I am shooting for testing my large models on a cluster with more than 2000 nodes (one node has 4 P100 GPU cards). What are your experiences with scaling your Synkhronos beyond one DGX-1 box?
There is a bug in your latest push fortrain_mnist_gpu_data.py
, i think its due to change of folder structure and some typos.
grad_updates, param_updates, grad_shared = updates.nesterov_momentum(
loss, params, learning_rate=0.01, momentum=0.9)
learning_rate
is not a keyword argument anymore in the imported instance of updates
. Latest pushed code works based on positional argument for the learning rate.
I have resorted to fix my directory structure to be based your previous push and its working fine.
Hmm, it is running for me, so maybe that was a temporary problem in the middle of a bunch of updates?
I had previously programmed the kwarg lr
but changed it to learning_rate
in keeping with Lasagne.
Thanks for being patient as things are changing rapidly...I hope this has settled out and I'm only doing documentation and typo fixes now.
Thanks to your for tips and the great package.
What are your experiences with scaling Synkhronos beyond one DGX-1 box? I am looking at 2000 nodes each with 4 P100 GPU cards) and training with more than 40Gig of image data?
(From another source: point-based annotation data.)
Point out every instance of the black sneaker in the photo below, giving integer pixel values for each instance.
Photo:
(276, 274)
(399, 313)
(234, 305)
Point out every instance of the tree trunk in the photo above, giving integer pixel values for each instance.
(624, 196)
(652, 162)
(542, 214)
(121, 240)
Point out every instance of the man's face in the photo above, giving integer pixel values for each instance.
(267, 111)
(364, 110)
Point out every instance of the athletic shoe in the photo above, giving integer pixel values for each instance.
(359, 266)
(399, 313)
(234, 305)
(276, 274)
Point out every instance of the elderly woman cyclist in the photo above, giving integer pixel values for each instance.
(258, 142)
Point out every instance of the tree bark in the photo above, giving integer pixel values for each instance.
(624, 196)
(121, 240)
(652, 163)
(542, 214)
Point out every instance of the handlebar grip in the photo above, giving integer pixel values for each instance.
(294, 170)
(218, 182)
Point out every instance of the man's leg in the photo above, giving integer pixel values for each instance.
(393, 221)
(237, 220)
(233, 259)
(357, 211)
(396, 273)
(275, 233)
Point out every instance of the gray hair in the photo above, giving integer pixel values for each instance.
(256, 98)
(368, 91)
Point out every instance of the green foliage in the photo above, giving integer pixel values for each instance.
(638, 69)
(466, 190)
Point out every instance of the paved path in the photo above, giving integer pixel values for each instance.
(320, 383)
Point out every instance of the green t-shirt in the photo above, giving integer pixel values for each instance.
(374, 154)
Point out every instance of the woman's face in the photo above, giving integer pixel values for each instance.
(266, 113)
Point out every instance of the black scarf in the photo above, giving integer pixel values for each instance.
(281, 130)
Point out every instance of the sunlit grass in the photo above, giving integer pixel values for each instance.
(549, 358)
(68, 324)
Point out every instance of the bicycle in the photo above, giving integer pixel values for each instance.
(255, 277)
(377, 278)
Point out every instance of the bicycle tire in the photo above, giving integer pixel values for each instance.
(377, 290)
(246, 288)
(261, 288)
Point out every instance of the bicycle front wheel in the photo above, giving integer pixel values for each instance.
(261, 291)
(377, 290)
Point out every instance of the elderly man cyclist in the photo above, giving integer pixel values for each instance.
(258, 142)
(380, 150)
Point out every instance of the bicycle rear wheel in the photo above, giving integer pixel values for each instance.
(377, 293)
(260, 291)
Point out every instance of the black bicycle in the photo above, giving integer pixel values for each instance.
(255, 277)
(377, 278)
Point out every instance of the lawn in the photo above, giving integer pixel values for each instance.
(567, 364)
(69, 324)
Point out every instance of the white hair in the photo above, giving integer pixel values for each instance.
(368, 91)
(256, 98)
Wow that is a lot of distributed compute! Starting a new issue (#12) for that discussion.
Is the issue with the demo fixed so we can close this?
Correct - lets close this issue. The demo works and has helped shape my current models. Thanks for opening the issue to discuss multinode support.
Looks like something is going wrong. Code terminates after printing "... distribution complete". I am running this on a DGX-1 container. Is this something expected from training with a DGX-1 container???